Inference · beginner
Greedy Decoding
Greedy decoding always picks the single highest-probability next token. It is deterministic, fast, and often dull.
Explanation
Greedy decoding is the simplest possible sampling strategy. For factual tasks (extraction, classification, code with a known answer) it is usually fine and gives reproducible output. For creative or open-ended generation, it tends to produce repetitive, generic text.
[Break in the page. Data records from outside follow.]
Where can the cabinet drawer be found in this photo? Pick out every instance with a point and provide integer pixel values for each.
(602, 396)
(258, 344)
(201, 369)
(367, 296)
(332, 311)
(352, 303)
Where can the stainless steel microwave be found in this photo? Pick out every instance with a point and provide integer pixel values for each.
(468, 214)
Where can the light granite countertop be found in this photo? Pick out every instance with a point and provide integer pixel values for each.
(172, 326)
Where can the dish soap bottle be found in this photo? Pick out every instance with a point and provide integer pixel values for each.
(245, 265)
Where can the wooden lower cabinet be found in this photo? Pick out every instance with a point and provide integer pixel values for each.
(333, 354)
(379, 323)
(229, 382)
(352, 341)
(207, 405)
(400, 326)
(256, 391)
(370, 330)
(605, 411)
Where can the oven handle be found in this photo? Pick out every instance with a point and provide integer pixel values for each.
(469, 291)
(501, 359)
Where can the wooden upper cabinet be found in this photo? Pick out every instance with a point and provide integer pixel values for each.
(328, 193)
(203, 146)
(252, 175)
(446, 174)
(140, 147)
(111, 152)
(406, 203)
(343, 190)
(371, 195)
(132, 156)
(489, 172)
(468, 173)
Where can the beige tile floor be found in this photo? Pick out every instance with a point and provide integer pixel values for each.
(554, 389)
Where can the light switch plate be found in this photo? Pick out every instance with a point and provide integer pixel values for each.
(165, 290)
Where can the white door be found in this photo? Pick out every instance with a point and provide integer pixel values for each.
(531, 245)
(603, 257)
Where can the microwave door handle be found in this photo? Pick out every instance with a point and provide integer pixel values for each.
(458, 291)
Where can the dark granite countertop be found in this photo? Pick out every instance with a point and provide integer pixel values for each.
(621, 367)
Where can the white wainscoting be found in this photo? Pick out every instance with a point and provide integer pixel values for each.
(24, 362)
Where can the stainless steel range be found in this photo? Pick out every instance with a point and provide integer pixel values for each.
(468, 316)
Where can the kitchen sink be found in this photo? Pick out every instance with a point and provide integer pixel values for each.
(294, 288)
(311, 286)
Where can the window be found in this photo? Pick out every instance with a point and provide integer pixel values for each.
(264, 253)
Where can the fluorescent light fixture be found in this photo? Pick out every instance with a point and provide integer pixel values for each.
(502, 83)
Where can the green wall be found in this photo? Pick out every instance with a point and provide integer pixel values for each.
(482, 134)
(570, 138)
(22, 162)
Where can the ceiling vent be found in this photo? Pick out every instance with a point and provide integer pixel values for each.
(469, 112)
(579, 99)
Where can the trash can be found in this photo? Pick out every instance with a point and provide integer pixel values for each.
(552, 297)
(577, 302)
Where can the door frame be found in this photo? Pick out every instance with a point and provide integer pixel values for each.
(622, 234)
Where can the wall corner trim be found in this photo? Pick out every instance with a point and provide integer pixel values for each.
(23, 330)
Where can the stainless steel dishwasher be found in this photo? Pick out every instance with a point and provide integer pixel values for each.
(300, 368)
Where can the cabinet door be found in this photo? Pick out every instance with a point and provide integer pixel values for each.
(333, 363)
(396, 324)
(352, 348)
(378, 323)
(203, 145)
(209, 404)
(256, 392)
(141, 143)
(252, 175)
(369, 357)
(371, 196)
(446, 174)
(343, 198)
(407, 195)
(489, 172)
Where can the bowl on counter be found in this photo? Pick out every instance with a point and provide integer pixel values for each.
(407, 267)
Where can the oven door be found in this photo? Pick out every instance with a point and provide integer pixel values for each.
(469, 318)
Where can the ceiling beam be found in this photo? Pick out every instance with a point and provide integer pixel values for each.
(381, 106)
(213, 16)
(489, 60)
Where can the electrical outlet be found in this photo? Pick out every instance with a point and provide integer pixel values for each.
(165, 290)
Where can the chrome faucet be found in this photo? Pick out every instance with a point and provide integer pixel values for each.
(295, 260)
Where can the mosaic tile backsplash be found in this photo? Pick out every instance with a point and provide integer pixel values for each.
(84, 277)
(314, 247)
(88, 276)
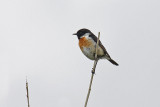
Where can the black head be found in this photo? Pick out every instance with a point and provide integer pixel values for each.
(81, 32)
Equivalent to temperature=0 (or top-k=1) in most API frameworks. Use for evals and when you need deterministic output.
Examples
- Asking a model "What is 2+2?" — greedy is fine.
- Setting temperature=0 in a code-generation API call.
Frequently asked
What is Greedy Decoding?
Greedy decoding always picks the single highest-probability next token. It is deterministic, fast, and often dull.
What is an example of greedy decoding?
Asking a model "What is 2+2?" — greedy is fine.
How is Greedy Decoding related to Temperature?
Greedy Decoding and Temperature are both inference concepts. Temperature is a generation parameter that controls randomness. 0 is deterministic (always pick the most likely token); higher values produce more diverse, surprising output.
Is Greedy Decoding considered beginner?
Greedy Decoding is generally considered beginner-level material in the AI and LLM space.